I asked my Dad along for the trip, I think we are gonna try to make Friday, no Banquet, but the show nonetheless! Unless something changes, I'll see Y'all there!

cale and clan


----------



## Ted Yarbrough (Jan 2, 2008)

Cale, 
Don't forget layout tours on Sunday! Why not come Saturday for show and stay over and do the tour on the way out of town?


----------



## c nelson (Dec 18, 2008)

Ted funny the mention! 

Wife asked, why can't the girls go too, that is too far on the boys for a day trip....why not take the camper, stay the weekend?...we'll see!


----------



## aceinspp (Jan 2, 2008)

Cal not a camp grounds close by like at Perry. Later RJD


----------



## c nelson (Dec 18, 2008)

Posted By aceinspp on 02/02/2009 10:45 AM
Cal not a camp grounds close by like at Perry. Later RJD

Yeah, found the KOA in Calhoun...we'll see...


----------



## c nelson (Dec 18, 2008)

Posted By aceinspp on 02/02/2009 10:45 AM
Cal not a camp grounds close by like at Perry. Later RJD


Yeah, found the KOA in Calhoun?


----------



## Ted Yarbrough (Jan 2, 2008)

Cale, RJ, and other RV'ers, 
KOA in Calhoun (15 minutes south of show) and at Battlefield Parkway (15 minutes north of show).


----------



## aceinspp (Jan 2, 2008)

Im come up with about 25 miles. later RJD


----------



## Ted Yarbrough (Jan 2, 2008)

OK, 20 minutes. Yes, it is farther than Perry, but so are MOST OTHER TRAIN SHOWS! Perry was an exception, and apparently a good one for you RV'ers. Hotels around the Dalton show are VERY nice! Facility is EXCELLENT! See y'all soon!


----------



## Engineercub (Oct 18, 2008)

We'll be there Ted ^^

-Will


----------



## Ted Yarbrough (Jan 2, 2008)

Engineercub, 
See you SOON!


----------



## Ted Yarbrough (Jan 2, 2008)

Friends, 
It is just over 2 months until the Southeast Garden Railroad Show in Dalton, GA. The tickets to the banquet are selling, so send your order in today (with self addressed and stamped return envelope) We are getting some door prizes in, too. DON'T FORGET THE LAYOUT TOUR ON SUNDAY, MAY 3. DIRECTIONS AVAILABLE BY E-MAIL FROM THE WEB SITE ABOUT APRIL 15.The vendor list is growing and will be posted on the web site about 30 days before the show. If you have a favorite vendor, contact them and ask them to come; there is nothing like that personal contact. Get the latest news at www.segrs.com I'll be in Dalton and hope to see y'all there!


----------



## WarEagle90 (Jan 3, 2008)

Ted,

Grant and I will definitely be there on Saturday. We usually come on Friday, but he has school so we will have to wait until Saturday. This will give me the opportunity to get the CFO to come so she can see what gets Grant and I so excited.
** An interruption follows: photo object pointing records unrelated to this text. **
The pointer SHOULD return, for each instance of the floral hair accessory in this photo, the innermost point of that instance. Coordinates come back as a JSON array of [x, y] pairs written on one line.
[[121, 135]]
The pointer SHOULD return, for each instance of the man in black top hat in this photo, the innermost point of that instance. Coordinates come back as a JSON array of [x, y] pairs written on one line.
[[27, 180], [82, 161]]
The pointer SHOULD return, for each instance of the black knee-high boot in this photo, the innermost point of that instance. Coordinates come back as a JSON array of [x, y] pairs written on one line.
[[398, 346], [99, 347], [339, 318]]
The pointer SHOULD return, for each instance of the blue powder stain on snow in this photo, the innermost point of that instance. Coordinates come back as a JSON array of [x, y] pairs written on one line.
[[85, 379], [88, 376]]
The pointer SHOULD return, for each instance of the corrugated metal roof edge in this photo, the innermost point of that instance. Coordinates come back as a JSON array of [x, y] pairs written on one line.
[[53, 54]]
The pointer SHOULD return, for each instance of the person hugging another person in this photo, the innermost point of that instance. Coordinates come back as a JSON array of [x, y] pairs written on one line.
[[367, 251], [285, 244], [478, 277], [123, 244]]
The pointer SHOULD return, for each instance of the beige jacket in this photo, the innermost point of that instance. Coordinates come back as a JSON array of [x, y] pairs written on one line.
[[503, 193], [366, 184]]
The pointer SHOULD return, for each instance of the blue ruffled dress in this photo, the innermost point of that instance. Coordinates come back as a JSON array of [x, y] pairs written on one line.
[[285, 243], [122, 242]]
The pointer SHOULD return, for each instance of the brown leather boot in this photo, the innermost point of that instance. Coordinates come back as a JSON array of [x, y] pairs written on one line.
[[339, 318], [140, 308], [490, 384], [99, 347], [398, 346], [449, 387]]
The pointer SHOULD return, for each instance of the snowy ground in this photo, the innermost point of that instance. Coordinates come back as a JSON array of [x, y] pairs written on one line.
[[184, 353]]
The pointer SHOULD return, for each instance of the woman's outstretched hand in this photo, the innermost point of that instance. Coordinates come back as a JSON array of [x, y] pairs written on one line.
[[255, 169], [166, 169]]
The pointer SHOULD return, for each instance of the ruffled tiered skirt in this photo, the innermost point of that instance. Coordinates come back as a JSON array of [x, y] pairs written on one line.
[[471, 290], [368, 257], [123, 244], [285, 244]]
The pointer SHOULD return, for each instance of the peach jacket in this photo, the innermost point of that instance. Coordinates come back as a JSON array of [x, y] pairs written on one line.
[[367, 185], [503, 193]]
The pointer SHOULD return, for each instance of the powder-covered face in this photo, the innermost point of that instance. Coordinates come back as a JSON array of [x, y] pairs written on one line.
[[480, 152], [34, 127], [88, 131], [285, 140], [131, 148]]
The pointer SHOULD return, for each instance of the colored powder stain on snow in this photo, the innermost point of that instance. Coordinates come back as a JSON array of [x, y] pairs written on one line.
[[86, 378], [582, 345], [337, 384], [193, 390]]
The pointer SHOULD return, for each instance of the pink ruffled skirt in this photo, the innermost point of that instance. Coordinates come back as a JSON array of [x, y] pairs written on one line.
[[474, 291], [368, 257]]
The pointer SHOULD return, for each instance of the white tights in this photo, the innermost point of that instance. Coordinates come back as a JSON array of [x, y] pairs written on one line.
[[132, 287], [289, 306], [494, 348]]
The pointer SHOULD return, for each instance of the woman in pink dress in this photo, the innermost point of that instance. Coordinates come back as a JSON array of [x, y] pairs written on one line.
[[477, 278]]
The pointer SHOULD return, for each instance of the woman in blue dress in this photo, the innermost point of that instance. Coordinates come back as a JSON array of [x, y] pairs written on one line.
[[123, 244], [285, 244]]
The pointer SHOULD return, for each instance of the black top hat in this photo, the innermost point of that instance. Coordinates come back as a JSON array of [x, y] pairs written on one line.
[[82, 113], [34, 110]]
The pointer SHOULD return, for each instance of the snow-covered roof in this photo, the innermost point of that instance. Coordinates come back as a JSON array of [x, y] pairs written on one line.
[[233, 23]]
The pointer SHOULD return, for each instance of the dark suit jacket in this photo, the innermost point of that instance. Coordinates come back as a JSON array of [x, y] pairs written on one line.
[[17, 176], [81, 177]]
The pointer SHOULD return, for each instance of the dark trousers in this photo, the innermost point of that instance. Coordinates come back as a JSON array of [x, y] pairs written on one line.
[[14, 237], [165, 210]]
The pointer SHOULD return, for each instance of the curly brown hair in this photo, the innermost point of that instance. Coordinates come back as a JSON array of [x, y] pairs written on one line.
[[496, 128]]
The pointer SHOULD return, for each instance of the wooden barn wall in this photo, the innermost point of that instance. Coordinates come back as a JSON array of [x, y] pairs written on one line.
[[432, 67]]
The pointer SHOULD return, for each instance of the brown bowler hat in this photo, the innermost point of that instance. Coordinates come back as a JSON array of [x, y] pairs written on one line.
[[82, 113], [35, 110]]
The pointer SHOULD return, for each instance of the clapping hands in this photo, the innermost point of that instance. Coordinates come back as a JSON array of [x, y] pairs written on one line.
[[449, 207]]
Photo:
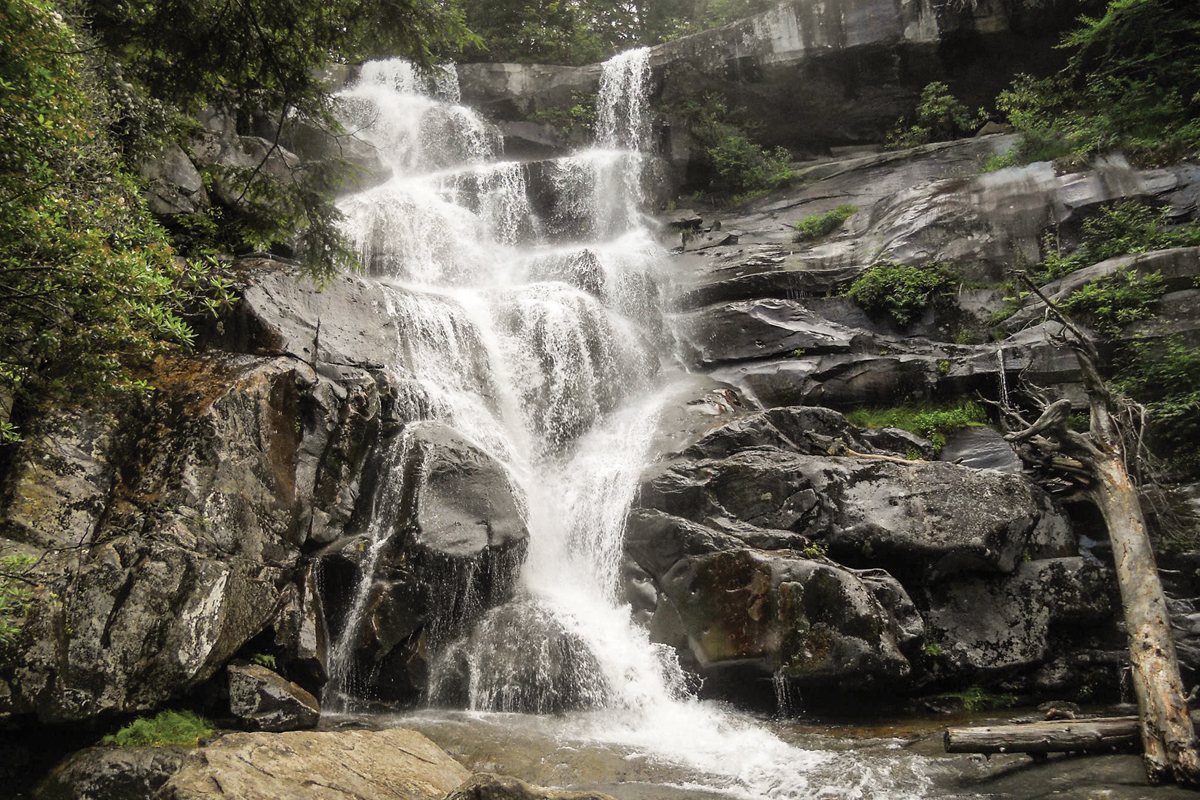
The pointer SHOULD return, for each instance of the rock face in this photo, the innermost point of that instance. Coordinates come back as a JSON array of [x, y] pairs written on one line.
[[264, 701], [347, 763], [814, 76], [735, 536]]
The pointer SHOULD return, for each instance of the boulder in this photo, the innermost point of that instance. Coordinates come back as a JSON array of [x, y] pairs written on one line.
[[813, 623], [981, 449], [486, 786], [174, 186], [112, 774], [393, 763], [453, 542], [922, 521], [990, 627], [264, 701]]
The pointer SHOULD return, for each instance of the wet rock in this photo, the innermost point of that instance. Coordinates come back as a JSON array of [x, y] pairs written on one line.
[[180, 560], [923, 521], [343, 763], [521, 657], [264, 701], [990, 626], [174, 186], [454, 542], [814, 623], [761, 329], [486, 786], [112, 774], [981, 449]]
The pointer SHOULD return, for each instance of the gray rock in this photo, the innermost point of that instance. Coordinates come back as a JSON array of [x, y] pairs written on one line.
[[112, 774], [993, 626], [264, 701], [486, 786], [922, 521], [174, 184], [298, 764], [814, 623], [981, 449]]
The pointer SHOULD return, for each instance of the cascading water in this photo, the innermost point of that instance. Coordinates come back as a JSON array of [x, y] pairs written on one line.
[[545, 356]]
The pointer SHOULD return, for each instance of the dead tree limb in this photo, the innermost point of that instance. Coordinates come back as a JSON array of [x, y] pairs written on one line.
[[1104, 453]]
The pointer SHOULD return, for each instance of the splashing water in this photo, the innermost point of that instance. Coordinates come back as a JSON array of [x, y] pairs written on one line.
[[546, 356]]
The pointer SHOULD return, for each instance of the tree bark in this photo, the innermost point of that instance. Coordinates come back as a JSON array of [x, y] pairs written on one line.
[[1167, 732], [1060, 737]]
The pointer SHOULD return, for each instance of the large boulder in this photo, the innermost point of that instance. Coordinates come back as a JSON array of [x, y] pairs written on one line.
[[264, 701], [756, 614], [486, 786], [393, 763], [921, 519], [450, 540]]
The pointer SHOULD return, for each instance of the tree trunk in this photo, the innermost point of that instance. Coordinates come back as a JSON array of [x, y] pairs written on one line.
[[1060, 737], [1167, 733]]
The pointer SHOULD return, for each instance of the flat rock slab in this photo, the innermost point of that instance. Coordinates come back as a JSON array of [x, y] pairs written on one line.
[[395, 764]]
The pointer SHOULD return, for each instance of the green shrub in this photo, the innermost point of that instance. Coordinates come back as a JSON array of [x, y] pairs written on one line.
[[940, 116], [815, 226], [1165, 378], [1132, 83], [15, 595], [1113, 301], [739, 166], [903, 292], [167, 729], [579, 118], [929, 421], [1120, 229]]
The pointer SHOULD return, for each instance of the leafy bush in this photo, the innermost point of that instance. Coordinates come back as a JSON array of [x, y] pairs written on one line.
[[89, 282], [940, 116], [579, 118], [167, 729], [815, 226], [929, 421], [1165, 378], [903, 292], [1132, 83], [15, 595], [1116, 300], [1120, 229], [738, 164]]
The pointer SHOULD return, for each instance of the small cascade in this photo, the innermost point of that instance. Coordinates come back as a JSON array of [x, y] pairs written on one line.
[[1003, 376], [345, 681], [528, 358]]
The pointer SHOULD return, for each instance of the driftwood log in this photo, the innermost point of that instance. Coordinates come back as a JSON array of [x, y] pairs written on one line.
[[1099, 734], [1059, 737], [1103, 456]]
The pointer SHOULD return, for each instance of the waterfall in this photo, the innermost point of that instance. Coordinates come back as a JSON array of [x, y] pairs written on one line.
[[544, 353]]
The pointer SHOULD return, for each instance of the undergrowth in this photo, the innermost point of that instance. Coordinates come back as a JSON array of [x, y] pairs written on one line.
[[903, 292], [930, 421], [167, 729]]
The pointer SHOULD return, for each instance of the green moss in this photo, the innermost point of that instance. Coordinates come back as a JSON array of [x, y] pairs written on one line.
[[981, 699], [903, 292], [930, 421], [815, 226], [167, 729]]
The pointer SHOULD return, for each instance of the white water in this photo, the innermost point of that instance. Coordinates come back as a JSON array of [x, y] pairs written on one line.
[[546, 355]]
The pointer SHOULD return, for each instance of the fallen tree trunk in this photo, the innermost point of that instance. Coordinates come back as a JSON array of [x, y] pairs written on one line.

I do want to thank you and your folks for all the hard work you've done so far to make sure we have a quality LS show in this area. I know it will be a great show just as it has been for the last several years in Perry. We'll see you in May!!

Dan


----------



## Ted Yarbrough (Jan 2, 2008)

Dan, 
Thanks for the encouraging words. We do this because WE LOVE TRAINS! See you in a couple of months.


----------